Well I've tried a few different Window Managers
like fvwm/fvwm2, Afterstep, Fluxbox, iceWM,
Openbox (my current selection) and have
run into an old problem I've had many times before...

The menu fonts were almost too small to read
which stems from improper detection of my
32" LCD monitor.  On #!Crunchbang Linux and
a few other distros I've had to add this line...
*xft.dpi: 96* 
to my ~/.Xdefaults file 
but on openBSD, I had to add *-dpi 96* to
my /etc/X11/xdm/Xservers file which looks
something like this...
*:0 local /usr/X11R6/bin/X -dpi 96 :0 vt05*

problem solved


----------



## regexorcist (Mar 27, 2010)

I've been using *openbox* as my window manager 
with *aumix* (to adjust volume) and *feh* to 
render a background which also allows transparency
to work in *Eterm*. A custom .conkyrc provides
me with all the system info I need via *conky* and
*swfdec* allows me to view flash video.

I set up a *samba* file server which has been
solid as a rock so far with 3 other machines accessing it.

It's only been a short time, but I still prefer openBSD
over all the linux distros and Windows versions I've used.


----------



## Easy Rhino (Mar 28, 2010)

the last time i ran openbsd was back in 1999 and i really enjoyed it. however, i stuck with freebsd as the community was larger and i believe still is today.

i would never run a window manager on a BSD system because it always ends up crashing on me due to crap drivers, a problem with x windows or a monitor resolution/refresh rate conflict. too much editing in xorg and tweaking the window manager to work smoothly.


----------



## beowuff (Mar 29, 2010)

I also use OpenBox on OpenBSD. I love that it totally gets out of my way and allows me to do my work simply. I use chbg for my wallpaper because it allows me to rotate pictures automatically.

I use to use FreeBSD a long time ago, but I would sometimes run into issues with programs not working correctly. I've never had a problem with anything not working as expected in OpenBSD. I've been using OBSD for several years now.


----------



## regexorcist (Mar 29, 2010)

Easy Rhino said:


> the last time i ran openbsd was back in 1999 and i really enjoyed it.


It's good to hear of positive openBSD experiences. 



Easy Rhino said:


> i would never run a window manager on a BSD system because it always ends up crashing on me due to crap drivers, a problem with x windows or a monitor resolution/refresh rate conflict. too much editing in xorg and tweaking the window manager to work smoothly.

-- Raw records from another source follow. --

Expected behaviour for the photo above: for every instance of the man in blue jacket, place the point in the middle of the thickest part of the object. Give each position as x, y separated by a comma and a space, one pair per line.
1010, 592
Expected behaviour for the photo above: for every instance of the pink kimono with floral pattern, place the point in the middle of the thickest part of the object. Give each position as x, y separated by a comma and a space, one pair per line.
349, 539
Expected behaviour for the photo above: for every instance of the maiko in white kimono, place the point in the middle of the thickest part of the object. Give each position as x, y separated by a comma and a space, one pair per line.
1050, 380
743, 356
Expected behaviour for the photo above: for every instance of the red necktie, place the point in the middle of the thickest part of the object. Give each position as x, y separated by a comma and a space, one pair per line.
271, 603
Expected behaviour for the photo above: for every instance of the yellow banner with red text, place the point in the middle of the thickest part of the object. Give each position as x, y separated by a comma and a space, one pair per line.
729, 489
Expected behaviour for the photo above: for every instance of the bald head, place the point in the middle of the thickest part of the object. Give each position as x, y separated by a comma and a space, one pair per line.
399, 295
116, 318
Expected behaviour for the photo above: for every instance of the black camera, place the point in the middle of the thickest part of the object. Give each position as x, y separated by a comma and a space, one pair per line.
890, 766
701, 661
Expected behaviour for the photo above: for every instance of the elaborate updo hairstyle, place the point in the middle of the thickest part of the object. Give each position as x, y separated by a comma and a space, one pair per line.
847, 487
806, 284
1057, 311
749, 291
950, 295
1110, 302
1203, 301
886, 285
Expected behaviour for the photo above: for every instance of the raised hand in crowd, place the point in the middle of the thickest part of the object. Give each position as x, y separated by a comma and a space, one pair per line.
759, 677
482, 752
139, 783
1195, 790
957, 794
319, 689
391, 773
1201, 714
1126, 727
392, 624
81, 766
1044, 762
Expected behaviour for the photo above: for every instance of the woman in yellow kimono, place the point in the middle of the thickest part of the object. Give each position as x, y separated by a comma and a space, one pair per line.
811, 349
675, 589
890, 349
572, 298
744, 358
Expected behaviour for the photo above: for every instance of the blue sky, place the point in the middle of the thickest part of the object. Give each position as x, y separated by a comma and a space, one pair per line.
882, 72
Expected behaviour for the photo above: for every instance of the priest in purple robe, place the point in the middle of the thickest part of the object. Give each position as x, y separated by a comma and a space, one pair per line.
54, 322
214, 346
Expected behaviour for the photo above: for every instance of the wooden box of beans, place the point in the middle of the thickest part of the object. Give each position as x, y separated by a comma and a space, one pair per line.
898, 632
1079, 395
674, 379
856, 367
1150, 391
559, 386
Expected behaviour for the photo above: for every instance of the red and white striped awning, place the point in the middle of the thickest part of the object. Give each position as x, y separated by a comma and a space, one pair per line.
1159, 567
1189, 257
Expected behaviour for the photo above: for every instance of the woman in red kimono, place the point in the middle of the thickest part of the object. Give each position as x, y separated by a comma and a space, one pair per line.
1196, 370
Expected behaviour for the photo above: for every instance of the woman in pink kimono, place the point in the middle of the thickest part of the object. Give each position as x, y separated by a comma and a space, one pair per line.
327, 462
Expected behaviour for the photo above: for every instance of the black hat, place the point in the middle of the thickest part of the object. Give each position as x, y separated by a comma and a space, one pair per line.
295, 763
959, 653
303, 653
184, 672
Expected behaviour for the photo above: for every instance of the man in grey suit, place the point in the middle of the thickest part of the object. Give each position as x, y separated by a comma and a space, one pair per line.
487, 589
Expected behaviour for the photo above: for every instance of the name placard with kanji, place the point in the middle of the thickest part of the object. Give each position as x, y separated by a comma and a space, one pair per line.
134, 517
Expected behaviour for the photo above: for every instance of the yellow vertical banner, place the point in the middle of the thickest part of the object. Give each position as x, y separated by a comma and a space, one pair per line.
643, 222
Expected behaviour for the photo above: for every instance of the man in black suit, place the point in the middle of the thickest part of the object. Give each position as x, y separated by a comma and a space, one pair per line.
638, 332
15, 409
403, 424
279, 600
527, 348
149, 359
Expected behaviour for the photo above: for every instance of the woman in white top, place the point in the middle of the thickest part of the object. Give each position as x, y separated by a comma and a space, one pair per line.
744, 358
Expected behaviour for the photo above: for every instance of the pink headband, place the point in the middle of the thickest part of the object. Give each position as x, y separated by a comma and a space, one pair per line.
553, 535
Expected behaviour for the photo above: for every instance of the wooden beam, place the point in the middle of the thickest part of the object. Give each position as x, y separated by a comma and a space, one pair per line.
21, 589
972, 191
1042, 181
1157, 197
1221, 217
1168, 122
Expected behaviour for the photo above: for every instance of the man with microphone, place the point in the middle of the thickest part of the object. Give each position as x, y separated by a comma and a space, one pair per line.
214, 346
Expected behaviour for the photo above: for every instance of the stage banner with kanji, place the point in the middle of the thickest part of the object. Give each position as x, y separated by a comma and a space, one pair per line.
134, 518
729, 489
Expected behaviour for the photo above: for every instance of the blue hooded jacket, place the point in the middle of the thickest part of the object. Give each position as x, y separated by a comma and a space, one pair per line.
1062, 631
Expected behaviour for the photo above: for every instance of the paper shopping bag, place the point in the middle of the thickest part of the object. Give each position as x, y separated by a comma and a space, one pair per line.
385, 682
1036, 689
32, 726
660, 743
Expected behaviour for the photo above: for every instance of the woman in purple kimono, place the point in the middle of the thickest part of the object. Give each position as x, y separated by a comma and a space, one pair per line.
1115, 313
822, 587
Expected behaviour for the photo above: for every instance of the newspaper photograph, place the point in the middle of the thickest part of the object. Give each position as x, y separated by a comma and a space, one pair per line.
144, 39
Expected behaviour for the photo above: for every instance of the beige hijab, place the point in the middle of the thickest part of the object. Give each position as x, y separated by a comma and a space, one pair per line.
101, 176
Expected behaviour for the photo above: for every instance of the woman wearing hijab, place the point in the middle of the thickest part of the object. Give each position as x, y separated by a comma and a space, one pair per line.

My X server and Window Manager experience has been nothing but positive as I'm currently running without an xorg.conf
and the only issue so far was "small text" which was easily resolved by defining DPI when calling X.



beowuff said:


> I also use OpenBox on OpenBSD. I love that it totally gets out of my way and allows me to do my work simply.


Yes I agree 100%, OpenBox does stay out of your way. 



beowuff said:


> I've been using OBSD for several years now.


It's good to hear from an experienced openBSD user!! 


I appreciate posts form other users as I am an openBSD newbie


----------



## Zedicus (Mar 30, 2010)

pc-bsd is as close to bsd as i have gotten.  while i dont dislike bsd or have anythign against it i just do what i need to do in linux and have never felt the need to change platforms again. Debian can be shaped into anything, and openwrt is quite similar to debian. so my house all works similar.

that said, im not into normal desktops, i dont use gnome and my wife uses KDE, i run blackbox or fluxbox. and i build my system install of debian by hand,  so while i use linux, i do so in a fairly BSDish way.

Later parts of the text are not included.